There was a time when I dreamed of a symphony, when my thoughts were effortlessly melded with another’s, dancing with the ebb and flow of life. Moving in and out of each other’s psyche the tendrils of the bond binding us inextricably no matter the distance or time between us. It was a freedom unknown to the world outside, experienced wholly within each other’s mind. Such music to lift the very soul and remove it from it’s earthly cage, rapture complete and time everlasting. If I listen carefully I hear the echoes still, stirring deep within my mind.
Somewhere along the way the notes became discordant and the tendrils of the bond our prison and not our escape. The freedom found in the motion was stayed and the palpable pain a searing heat which scorched the fabric of our hearts.

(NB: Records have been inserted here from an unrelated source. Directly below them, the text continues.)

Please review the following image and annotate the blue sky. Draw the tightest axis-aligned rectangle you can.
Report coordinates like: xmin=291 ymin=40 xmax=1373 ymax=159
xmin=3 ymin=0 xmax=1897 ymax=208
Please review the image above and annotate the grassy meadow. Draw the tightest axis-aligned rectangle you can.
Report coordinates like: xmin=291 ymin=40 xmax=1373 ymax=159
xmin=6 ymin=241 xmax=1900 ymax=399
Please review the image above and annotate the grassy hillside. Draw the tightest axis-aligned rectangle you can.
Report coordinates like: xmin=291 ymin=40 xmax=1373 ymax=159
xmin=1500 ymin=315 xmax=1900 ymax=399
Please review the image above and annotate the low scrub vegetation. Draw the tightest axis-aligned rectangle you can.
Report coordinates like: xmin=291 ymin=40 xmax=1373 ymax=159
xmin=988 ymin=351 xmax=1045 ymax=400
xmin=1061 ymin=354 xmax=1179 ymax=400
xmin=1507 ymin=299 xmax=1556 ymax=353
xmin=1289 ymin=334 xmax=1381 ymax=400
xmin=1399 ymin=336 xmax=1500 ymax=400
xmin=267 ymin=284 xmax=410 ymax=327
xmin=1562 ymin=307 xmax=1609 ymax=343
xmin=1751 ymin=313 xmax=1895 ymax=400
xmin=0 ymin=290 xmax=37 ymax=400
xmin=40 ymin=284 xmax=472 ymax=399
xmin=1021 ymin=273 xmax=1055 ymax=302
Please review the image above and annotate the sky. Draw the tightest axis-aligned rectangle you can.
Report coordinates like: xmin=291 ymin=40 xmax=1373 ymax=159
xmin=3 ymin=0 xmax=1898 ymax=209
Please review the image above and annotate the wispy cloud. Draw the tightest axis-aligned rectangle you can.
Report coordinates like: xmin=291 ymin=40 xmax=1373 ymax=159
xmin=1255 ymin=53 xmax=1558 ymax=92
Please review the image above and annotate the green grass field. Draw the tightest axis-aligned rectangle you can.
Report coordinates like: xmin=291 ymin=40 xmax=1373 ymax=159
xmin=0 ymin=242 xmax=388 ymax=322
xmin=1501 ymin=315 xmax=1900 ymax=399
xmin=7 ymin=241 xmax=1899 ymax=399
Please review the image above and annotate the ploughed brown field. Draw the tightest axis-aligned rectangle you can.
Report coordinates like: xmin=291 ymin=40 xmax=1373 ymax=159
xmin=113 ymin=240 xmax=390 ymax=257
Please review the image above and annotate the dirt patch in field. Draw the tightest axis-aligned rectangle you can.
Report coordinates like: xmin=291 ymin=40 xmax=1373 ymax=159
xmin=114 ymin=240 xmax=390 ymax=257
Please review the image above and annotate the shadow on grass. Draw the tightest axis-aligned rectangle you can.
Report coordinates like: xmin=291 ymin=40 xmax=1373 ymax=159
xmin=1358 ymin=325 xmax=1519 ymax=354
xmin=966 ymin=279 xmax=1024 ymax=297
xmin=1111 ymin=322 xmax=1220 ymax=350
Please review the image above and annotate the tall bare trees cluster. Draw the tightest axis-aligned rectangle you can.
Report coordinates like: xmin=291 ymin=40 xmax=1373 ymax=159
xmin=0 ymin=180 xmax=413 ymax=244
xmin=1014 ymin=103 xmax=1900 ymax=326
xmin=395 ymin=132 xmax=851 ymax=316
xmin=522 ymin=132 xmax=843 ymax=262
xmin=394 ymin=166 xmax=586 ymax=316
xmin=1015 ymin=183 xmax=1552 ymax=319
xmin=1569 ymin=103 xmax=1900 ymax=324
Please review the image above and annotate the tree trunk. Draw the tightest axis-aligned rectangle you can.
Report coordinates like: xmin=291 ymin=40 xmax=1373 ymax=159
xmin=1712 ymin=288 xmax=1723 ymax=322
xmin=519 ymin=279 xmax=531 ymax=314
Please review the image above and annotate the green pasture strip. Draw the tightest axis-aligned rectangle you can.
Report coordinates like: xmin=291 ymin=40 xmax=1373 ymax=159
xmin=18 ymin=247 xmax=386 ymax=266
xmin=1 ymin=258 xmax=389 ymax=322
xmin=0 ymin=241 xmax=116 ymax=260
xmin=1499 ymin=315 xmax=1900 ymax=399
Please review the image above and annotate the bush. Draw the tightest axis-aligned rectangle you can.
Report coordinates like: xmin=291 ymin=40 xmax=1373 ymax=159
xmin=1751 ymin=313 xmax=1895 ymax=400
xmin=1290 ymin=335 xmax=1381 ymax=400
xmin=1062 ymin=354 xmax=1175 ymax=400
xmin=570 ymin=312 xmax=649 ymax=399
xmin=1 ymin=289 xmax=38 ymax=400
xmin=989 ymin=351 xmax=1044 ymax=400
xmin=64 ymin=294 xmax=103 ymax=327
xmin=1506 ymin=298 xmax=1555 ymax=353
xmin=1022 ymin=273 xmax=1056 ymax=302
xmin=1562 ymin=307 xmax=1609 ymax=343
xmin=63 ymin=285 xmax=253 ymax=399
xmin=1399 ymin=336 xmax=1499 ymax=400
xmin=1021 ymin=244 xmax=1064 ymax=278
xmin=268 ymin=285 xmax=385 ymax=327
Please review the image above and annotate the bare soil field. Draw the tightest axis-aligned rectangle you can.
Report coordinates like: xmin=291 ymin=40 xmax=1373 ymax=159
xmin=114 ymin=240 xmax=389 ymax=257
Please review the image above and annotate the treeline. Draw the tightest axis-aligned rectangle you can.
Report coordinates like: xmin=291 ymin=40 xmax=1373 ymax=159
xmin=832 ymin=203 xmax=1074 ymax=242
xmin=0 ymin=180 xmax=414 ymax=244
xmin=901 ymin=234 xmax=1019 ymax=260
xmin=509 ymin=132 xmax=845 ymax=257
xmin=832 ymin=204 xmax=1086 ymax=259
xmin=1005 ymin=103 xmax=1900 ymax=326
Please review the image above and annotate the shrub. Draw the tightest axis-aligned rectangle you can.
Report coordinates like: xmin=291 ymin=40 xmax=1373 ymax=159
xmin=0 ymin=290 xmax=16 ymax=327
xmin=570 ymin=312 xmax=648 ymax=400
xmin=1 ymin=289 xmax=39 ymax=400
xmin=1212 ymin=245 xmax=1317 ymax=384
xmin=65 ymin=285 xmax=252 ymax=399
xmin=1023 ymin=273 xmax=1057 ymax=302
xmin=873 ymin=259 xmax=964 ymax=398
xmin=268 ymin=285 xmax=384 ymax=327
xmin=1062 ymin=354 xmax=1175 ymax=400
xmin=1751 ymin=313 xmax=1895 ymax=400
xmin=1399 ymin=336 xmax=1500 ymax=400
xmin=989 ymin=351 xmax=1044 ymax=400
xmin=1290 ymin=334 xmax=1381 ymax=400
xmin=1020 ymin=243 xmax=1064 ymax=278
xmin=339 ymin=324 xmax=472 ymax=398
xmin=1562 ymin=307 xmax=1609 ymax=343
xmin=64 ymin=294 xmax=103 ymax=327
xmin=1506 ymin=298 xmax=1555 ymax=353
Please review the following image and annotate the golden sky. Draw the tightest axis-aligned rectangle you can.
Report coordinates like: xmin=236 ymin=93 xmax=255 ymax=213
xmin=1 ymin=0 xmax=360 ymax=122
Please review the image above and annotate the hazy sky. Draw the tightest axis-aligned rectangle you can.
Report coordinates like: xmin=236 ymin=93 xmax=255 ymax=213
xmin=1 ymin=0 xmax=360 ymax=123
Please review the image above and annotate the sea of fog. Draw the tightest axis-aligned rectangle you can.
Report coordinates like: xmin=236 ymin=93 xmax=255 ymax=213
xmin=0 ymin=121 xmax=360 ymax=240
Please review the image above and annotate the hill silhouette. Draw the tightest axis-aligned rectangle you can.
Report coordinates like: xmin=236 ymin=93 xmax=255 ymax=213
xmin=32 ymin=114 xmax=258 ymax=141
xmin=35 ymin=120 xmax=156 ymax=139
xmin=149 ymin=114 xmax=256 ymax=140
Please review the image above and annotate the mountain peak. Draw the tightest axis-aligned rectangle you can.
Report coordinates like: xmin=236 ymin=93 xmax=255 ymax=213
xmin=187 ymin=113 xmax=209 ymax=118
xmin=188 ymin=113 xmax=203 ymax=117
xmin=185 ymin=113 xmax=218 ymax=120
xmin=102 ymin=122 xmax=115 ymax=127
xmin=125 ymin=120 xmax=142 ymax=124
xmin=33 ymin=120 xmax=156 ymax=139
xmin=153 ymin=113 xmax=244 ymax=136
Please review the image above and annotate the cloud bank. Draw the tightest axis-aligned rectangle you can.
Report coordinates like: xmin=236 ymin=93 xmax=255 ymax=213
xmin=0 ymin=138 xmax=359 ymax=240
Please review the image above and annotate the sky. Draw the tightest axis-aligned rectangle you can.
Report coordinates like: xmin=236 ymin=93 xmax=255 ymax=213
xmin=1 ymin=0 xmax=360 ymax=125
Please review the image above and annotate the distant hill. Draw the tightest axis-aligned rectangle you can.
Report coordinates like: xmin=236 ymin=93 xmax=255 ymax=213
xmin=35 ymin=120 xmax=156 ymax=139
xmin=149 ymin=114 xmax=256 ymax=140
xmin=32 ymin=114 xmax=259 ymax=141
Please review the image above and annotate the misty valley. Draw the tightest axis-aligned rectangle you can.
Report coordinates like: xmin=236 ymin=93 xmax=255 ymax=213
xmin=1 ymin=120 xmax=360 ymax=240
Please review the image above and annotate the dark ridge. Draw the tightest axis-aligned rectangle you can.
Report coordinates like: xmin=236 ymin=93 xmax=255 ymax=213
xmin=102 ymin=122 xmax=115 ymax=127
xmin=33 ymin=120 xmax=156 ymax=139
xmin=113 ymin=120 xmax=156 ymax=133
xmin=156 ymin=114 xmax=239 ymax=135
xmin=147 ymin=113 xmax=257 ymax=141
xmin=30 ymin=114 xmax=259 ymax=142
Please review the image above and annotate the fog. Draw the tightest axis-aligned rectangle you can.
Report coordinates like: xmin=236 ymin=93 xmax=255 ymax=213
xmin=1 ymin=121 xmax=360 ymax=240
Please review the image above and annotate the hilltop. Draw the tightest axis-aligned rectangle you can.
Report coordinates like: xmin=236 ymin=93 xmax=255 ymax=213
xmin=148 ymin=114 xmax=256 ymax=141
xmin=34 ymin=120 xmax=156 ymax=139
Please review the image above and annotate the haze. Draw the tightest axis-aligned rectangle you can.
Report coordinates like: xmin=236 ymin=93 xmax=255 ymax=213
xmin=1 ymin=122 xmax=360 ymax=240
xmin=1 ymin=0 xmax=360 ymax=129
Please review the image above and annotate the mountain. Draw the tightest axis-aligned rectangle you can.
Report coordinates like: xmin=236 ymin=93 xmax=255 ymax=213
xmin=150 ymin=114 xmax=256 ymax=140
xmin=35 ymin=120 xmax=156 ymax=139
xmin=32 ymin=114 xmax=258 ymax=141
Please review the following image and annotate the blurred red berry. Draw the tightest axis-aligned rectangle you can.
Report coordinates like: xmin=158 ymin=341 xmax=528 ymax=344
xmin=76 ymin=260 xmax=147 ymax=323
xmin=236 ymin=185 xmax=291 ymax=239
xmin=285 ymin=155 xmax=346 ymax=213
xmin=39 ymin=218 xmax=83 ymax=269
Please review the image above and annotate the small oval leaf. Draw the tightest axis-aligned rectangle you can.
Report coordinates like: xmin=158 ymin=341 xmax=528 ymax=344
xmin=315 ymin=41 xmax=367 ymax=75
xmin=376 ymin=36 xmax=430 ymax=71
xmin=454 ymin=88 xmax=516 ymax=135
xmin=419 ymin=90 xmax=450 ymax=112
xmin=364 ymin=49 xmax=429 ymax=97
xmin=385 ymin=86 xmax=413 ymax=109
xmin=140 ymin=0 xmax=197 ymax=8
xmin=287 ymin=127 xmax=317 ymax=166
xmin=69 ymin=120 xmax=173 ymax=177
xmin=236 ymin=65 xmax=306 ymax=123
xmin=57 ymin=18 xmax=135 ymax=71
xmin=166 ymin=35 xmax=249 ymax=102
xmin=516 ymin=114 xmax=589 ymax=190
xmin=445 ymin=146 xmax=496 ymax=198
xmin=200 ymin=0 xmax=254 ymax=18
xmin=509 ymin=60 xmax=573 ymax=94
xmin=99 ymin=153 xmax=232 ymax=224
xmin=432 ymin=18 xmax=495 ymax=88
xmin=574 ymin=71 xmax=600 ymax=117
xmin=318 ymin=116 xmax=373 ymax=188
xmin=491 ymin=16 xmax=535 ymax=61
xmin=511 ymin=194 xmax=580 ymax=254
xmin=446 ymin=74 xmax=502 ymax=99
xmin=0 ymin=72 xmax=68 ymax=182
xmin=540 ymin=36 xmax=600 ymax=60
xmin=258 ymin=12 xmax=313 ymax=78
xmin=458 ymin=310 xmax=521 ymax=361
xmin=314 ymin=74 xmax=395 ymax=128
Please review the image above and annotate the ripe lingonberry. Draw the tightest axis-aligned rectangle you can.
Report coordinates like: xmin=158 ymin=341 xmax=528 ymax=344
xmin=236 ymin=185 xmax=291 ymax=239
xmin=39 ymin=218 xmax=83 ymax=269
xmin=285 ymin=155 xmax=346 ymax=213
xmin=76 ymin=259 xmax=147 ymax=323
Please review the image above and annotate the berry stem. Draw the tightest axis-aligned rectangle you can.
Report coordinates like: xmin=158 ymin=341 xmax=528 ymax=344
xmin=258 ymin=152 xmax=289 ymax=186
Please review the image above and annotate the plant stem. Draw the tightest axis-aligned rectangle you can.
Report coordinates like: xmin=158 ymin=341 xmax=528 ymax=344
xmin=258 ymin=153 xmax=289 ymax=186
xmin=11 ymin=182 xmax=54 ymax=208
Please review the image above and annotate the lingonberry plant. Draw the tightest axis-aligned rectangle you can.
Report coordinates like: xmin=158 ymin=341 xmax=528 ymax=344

And yet the melody of love was still as liltingly sweet, refusing to break down like the tuneless chords of our tattered communication. Yet no matter how we conducted, the symphony would not be remade, the blending became obstacle and the instruments broken and worn with our fruitless efforts.
There was a time when I dreamed of a symphony and if I listen carefully I hear the echoes still, stirring deep within my mind, the lilting melody ever so sweet. An addictive poison, the knowledge of what I once danced within and can never have again. Tonight I mourn the lost symphony and I feel him mourning still within me.